Nicolas Hayek © Swatch Group

L’homme derrière la Swatch

L’horlogerie est l’un des symboles les plus forts de la Suisse dans le monde. Cette image repose sur une longue tradition, débutée au XVIIIe siècle. Mais elle doit aussi sans doute beaucoup à l’entrepreneur Nicolas G. Hayek (1928-2010), une figure qui a profondément marqué cette industrie.

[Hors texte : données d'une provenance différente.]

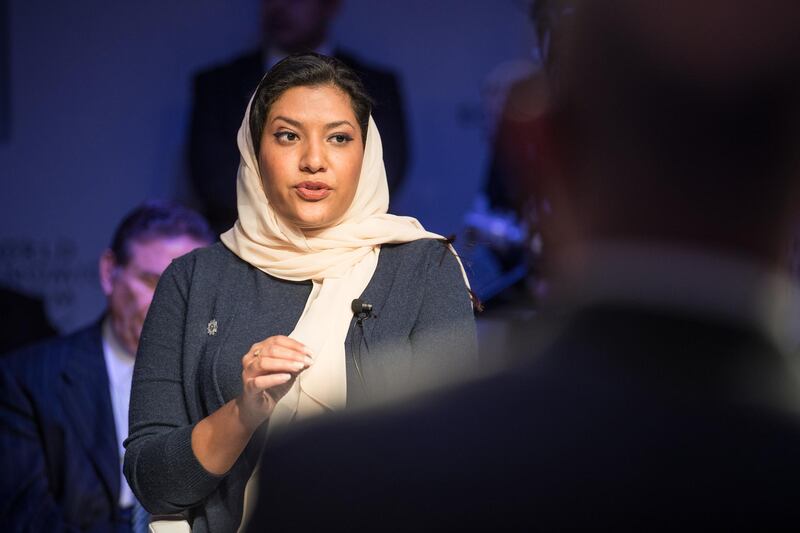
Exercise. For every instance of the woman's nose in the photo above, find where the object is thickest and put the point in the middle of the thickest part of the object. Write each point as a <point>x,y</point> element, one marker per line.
<point>313,158</point>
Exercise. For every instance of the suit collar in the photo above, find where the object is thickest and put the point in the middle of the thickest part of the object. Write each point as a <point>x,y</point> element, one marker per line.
<point>86,399</point>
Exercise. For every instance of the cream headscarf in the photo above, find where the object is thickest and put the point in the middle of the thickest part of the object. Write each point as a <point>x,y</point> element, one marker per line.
<point>340,260</point>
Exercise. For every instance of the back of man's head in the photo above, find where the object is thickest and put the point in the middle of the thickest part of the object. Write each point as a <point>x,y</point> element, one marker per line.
<point>680,120</point>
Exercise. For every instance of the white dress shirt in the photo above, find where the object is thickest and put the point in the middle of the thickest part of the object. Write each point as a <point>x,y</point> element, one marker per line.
<point>119,364</point>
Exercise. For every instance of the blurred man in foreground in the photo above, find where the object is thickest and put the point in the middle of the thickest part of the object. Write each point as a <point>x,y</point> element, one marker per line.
<point>64,402</point>
<point>667,397</point>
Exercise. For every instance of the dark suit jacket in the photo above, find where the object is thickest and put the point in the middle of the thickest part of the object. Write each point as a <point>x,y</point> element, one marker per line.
<point>221,95</point>
<point>632,419</point>
<point>58,445</point>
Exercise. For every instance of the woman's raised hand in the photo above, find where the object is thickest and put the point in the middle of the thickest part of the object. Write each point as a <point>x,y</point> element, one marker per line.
<point>268,370</point>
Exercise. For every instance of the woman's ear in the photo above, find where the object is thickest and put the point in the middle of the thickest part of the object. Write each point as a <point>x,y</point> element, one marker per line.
<point>107,266</point>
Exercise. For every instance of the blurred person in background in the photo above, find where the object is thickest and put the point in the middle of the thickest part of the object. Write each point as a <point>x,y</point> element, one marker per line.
<point>220,94</point>
<point>511,218</point>
<point>316,300</point>
<point>64,402</point>
<point>26,320</point>
<point>669,395</point>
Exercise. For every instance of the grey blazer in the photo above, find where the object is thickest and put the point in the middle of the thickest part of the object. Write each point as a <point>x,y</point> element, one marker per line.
<point>210,307</point>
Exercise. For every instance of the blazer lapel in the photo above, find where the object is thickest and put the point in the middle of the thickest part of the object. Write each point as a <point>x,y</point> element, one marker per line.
<point>87,401</point>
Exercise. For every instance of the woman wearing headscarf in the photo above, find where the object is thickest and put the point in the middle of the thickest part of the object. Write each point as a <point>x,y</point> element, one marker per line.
<point>315,300</point>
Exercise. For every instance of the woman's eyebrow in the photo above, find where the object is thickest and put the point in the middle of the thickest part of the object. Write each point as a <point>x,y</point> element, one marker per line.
<point>332,125</point>
<point>328,126</point>
<point>295,123</point>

Né à Beyrouth en 1928, Nicolas Hayek étudie les mathématiques et la physique en France avant de s’installer en Suisse au début des années 1950 avec sa femme, Marianne Mezger, dont le père possède une fonderie spécialisée dans les sabots de freins pour les wagons de trains dans le canton de Berne. Il prend temporairement la tête de l’usine de son beau-père lorsque ce dernier est victime d’un accident cérébral. La direction momentanée de l’entreprise familiale va lui permettre d’acquérir de l’expérience dans les problématiques industrielles. Quelques années plus tard, Nicolas Hayek fonde à l’âge de 35 ans une société de conseil qui travaille pour d’importants représentants de l’industrie mondiale et se forge une solide réputation dans le paysage industriel helvétique. 

Swatch © Swatch

Le sens de l’entrepreneuriat

Dans les années 1970, l’industrie horlogère suisse traverse une crise profonde qui se traduit par une chute des exportations et la disparition d’un grand nombre d’entreprises de ce secteur. Les facteurs à l’origine de cette crise sont multiples : la forte concurrence internationale, l’arrivée des montres électroniques, les difficultés conjoncturelles mondiales liées aux grands chocs pétroliers, ainsi que le renchérissement du franc suisse. C’est dans ce contexte troublé que Nicolas Hayek intervient en tant que consultant auprès des banques et reçoit le mandat de développer une stratégie pour assurer l’avenir des deux plus grands groupes horlogers suisses. Il préconise alors la fusion des deux organisations. 

Nicolas Hayek
Nicolas Hayek

La nouvelle entité est créée en 1983 et prend le nom de Société de microélectronique et d’horlogerie (SMH), rebaptisée Swatch Group en 1998, qui devient le premier groupe horloger mondial. Nicolas Hayek acquiert la majorité du capital de la SMH et en devient le président. La naissance de ce puissant pôle horloger relance l’horlogerie suisse et contribue à lui redonner de la vigueur, grâce notamment à sa capacité de réinvention technique et à l’organisation de sa production industrielle. L’esprit visionnaire de Nicolas Hayek et son approche entrepreneuriale lui ont valu des distinctions prestigieuses : il a été nommé officier de la Légion d’honneur (2004) et commandeur de l’Ordre des Arts et des Lettres (2009) par la République française. 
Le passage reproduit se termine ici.